Now she has been selected with Rosevelt to go to Rio de Janeiro on the team with Steffen Peters and Legolas, Laura Graves and Verdades and Kasey Perry-Glass with Dublet, she is as thrilled for the owners of the 14-year-old Hanoverian stallion as for herself. Fritz Kundrun and his wife, Claudine own Rosevelt as he did Flim Flam that was on the team at Sydney and earned team silver at the 2002 World Games.
“Everybody dreams of going to the Olympics, for sure,” Allison, 36 years old, told dressage-news.com. “But I didn't start on this journey because the end goal was to get to the Olympics. The Olympics are a by-product of having the right horse at the right time; it can't be just the end goal.
“We hope we're not one-horse wonders. We love the journey. You're lucky if you're riding at the right time and the horse arrives in your life at the right time.”
Rosevelt arrived at the right time in the life of Ali.
Growing up in Hawaii, she was as horse crazy as so many other kids–dressage, jumping, Western, Pony Club from an early age. At 17 she left the island state to work as a groom for a succession of dressage trainers until she ended up with Sue Blinks. Among the horses she took care of was Flim Flam that had already been competed at the World Games in Rome in 1998 then the Sydney Olympics.
Ali shared the experience of Sue and Flim Flam seeking to go to their second World Games, this time in Spain in 2002. First to qualify for the Festival of Champions where success sent them to Europe for two months to work with then American coach Klaus Balkenhol and the rest of the team of Debbie McDonald on Brentina, Lisa Wilcox on Relevant and Günter Seidel on Nikolaus. They captured team silver.
After Flim Flam was retired and Sue moved to California, Ali became the rider of the horses owned by the Kundruns, who back up their enthusiastic support of American dressage with substantial financial contributions even beyond the horses they buy for their rider to compete.
Ali went with Rosevelt to England for 18 months to work with Kyra Kyrklund, one of the top competitors and trainers in the world and current coach of the Swedish team, and Richard White.
In August, 2013 Ali took Rosevelt into the CDI Grand Prix arena for the first time.

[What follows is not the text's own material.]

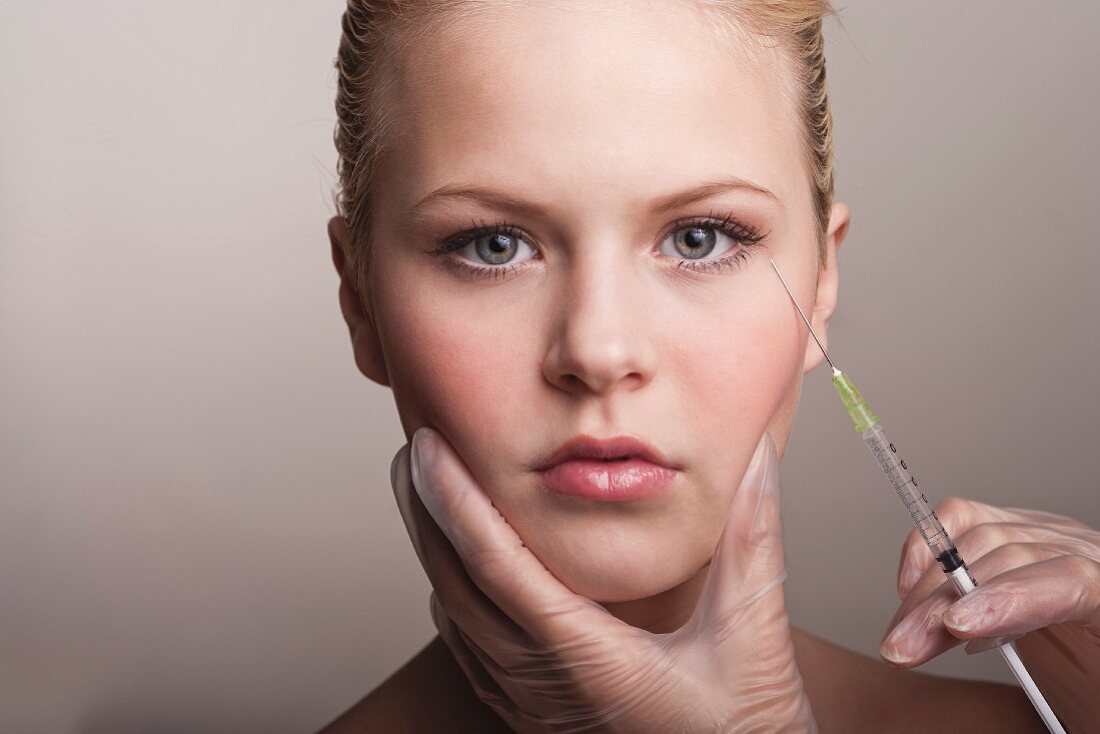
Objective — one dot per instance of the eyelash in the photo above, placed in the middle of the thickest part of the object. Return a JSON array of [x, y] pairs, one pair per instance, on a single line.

She had been working with Michael Barisone of Long Valley, New Jersey, traveling reserve with the American team of only three combinations instead of the usual four at the 2008 Olympics and a top rider for at least two decades.

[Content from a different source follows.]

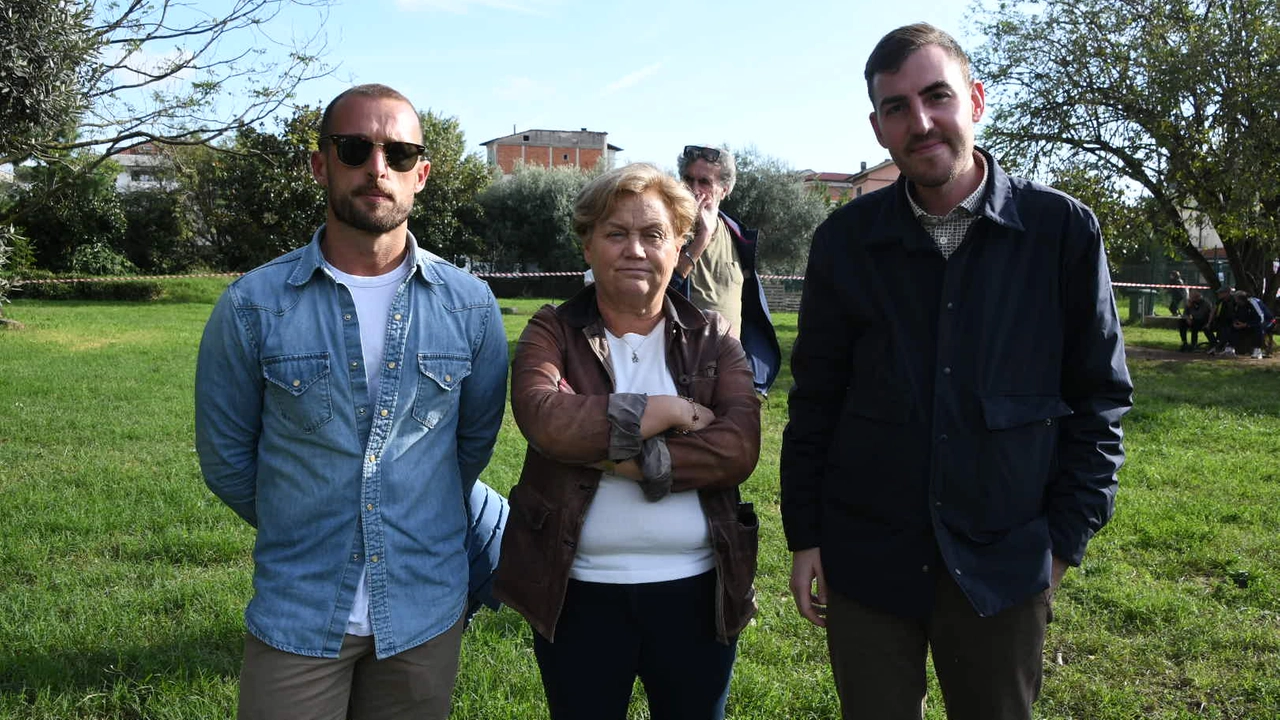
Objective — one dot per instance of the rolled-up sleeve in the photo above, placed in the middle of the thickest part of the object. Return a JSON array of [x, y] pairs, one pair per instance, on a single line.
[[725, 452], [229, 409], [561, 424]]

The training partnership worked. Ali and Michael planned things out “pretty carefully,” she said, “something he learned from George Morris; a lot has trickled down from that.”
Two years after starting Big Tour, the duo logged nine first and second places and the pair were chosen to be among the group of American Big and Small Tour combinations to go to Europe in preparation for the Pan American Games. Ali and Rosevelt were reserves for the team that took the critical step to win Pan Am gold and thus give the United States the single slot available for a team start at the Olympics in Rio de Janeiro.

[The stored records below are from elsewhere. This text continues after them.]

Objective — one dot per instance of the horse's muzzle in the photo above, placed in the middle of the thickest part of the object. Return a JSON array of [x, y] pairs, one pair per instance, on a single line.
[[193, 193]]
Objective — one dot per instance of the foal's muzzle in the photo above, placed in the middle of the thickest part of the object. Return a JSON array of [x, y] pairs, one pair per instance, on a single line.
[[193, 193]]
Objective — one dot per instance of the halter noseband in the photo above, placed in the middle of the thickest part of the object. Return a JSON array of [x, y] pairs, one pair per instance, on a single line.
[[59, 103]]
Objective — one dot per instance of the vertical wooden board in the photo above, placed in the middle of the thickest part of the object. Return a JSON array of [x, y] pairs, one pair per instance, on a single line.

At last winter's Adequan Global Dressage Festival in Wellington, Florida Ali and Rosevelt produced more of the results that were becoming trademark consistent to earn the pair a berth on their second long listed squad for Europe, this time to lead to selection of the Olympic team.
After selection competitions in France and the Netherlands, Ali and Rosevelt were named to the team.
Michael Barisone was not surprised.
“”Ali is the most diligent and detailed horse person I have ever known,” he told dressage-news.com, “and the very best student… a model of how to accept correction and criticism.
“That's why she is an Olympian.”
Ali comes over as cool and collected but admits she has a sports psychologist to help her with the “mental game.”
And she laughs that the passion riders pursue working with horses is because they are “wired a certain way and learn how to deal with it.”
The tours she has been to Europe for the past two years, she said, have been “great because we are so supportive of each other.
“Nobody's perfect every day, the horses are not perfect every day. It's great to have friends you can rely on. Everybody has supported one another and helped push each other up. Everybody on this tour honestly wanted the best horses and riders to be Team USA, to be the best.”
The length of time away from home–more than four months–is longer than any previous Olympics or championships for the American teams.
Ali bought a five-year-old earlier in the year that she kept in Europe and now focuses on along with Rosevelt –“having just two horses will eat your whole day up.”